Another season of total chaos is coming to an end for people needing to get from Naxxar or Sliema to St Paul’s Bay, Mellieħa and the ferry terminus. Traffic increases from Friday through Sunday evenings from the foot of San Pawl Tat Targa on the one road and from the Magħtab turning on the Coast Road.

First of all the San Pawl Tat-Targa traffic finds it next to impossible to join the Coast Road because the part-time traffic lights approved by the Traffic Control Board in 1997 or 1998 were never erected and luckily the expensive and obviously useless roundabout – because one gives way to traffic on the right – has never been laid either.

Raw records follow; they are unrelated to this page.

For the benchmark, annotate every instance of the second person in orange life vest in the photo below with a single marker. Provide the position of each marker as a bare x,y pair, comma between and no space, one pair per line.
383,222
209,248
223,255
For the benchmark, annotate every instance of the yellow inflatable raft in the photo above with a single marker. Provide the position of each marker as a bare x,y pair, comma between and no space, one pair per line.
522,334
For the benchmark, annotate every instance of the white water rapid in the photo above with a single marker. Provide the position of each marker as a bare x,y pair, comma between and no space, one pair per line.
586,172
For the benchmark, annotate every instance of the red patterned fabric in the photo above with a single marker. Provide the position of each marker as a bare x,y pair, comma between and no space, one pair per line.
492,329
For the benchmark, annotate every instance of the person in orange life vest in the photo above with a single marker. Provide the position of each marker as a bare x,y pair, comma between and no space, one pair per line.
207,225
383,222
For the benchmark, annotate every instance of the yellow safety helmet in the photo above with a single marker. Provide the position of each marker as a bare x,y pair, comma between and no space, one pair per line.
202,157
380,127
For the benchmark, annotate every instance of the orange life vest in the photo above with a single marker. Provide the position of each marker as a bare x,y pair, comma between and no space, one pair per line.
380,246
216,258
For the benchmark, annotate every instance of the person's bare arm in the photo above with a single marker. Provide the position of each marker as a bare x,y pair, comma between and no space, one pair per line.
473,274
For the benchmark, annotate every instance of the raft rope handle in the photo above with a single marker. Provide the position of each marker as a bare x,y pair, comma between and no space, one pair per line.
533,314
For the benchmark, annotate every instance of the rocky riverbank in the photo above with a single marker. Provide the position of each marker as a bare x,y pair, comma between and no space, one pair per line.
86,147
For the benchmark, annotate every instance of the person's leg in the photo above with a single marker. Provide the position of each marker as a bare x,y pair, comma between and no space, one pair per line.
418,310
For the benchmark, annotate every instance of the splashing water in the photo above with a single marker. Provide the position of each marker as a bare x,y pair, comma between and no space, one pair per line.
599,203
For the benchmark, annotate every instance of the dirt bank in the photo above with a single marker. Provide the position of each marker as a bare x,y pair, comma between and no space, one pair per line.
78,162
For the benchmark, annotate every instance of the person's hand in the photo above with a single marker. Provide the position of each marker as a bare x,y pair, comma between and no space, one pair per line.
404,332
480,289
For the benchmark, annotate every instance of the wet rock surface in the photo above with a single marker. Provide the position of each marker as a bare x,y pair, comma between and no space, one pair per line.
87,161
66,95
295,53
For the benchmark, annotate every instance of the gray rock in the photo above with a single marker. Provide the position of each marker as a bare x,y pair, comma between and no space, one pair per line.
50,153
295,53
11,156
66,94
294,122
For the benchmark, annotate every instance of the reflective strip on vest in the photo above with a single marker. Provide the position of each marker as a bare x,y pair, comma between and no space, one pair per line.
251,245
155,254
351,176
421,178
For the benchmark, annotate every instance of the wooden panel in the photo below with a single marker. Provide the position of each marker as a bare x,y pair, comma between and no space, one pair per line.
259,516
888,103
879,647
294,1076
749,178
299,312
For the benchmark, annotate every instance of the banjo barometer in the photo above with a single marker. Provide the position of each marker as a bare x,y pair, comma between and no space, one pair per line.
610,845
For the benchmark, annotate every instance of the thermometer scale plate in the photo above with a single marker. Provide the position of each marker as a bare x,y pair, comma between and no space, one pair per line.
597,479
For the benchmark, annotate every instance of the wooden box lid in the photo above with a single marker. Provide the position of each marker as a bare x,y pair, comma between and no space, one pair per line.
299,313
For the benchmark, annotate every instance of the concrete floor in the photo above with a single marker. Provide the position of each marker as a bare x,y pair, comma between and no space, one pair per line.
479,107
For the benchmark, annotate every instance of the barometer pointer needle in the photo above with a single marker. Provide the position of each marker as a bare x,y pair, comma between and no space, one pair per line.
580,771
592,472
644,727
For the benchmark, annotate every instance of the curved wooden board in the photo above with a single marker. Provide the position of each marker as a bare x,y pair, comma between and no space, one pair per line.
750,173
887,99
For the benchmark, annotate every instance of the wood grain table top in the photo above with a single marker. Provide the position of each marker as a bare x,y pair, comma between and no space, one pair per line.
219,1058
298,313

One then finds that it was suggested by the highest echelons within the Traffic Control Board that traffic could only turn left to get into or out of J.F. Kennedy Street, thus eliminating the major source of the constant traffic congestion. Of course, nothing has ever been done.

This could possibly be because there is no competent soul within Transport Malta with enough skills to revise the timing of the traffic lights at the junction of Triq Il-Korp Tal-Pijunieri with Kennedy Drive. As things stand the lights remain green for about 15 seconds, only allowing people to leave Kennedy Drive to either go to Buġibba or Qawra Point. They don’t seem to give much time for people coming down the St Paul’s Bay Bypass or using the slip road to Qawra from Burmurrad.

A suggestion based upon my 57 years of driving experience is that the road from Kennedy Drive be serviced with green lights for a clear 30 seconds. The slip road into Qawra or Buġibba would then have green lights all the time that traffic can exit Buġibba/Qawra into Kennedy Drive, as well as when traffic is allowed straight down Kennedy Drive in the direction of Kennedy Grove.

To ensure no one turns left at the traffic lights on the main road a large ‘no left turn’ sign should be erected.

Traffic flow would immediately be improved, the junction from J.F. Kennedy Street could then be for traffic turning left only and people unlucky enough to have to use St Paul’s Bay or points further north would arrive in better frames of mind.

The main problem seems to be to that as the suggestion constantly emanates from a retired consultant with the ADT, it must be ignored and everything must be on hold until the plans for this area of Kennedy Drive and the final section of the Coast Road have actually been approved and then implemented.

This could be some years down the line as Transport Malta handles very few kilometres of road every year, and the local council and mayor of this area either keep quiet or are simply ignored.

I was absolutely fascinated to see the photograph of the state of Vjal Il-Haddiem in Rabat in The Sunday Times on September 4. From memory, Dingli Road is indeed government responsibility but Vjal il-Haddiem may still be Rabat local council’s responsibility.

I am fascinated because the architect in charge of council traffic management has been a Dingli councillor for some years and it would be common courtesy to ensure that all signs and roads were up to par within a considerable radius of Dingli. This would not infringe any rules and would do the residents of various nearby localities a great deal of good.

One would have thought that by the same token there would be incredible co-operation between the architect responsible for signage on the arterial and distributor roads and the architect in charge of council business. Or is this yet another vain hope.

My best wishes go to the residents of these two towns in their search for acceptable road construction, preferably in the immediate future.

At the time of writing, Arriva Bus stops are still often in hazardous areas, but at least the bus service is getting a little more reliable, if still a trifle slow.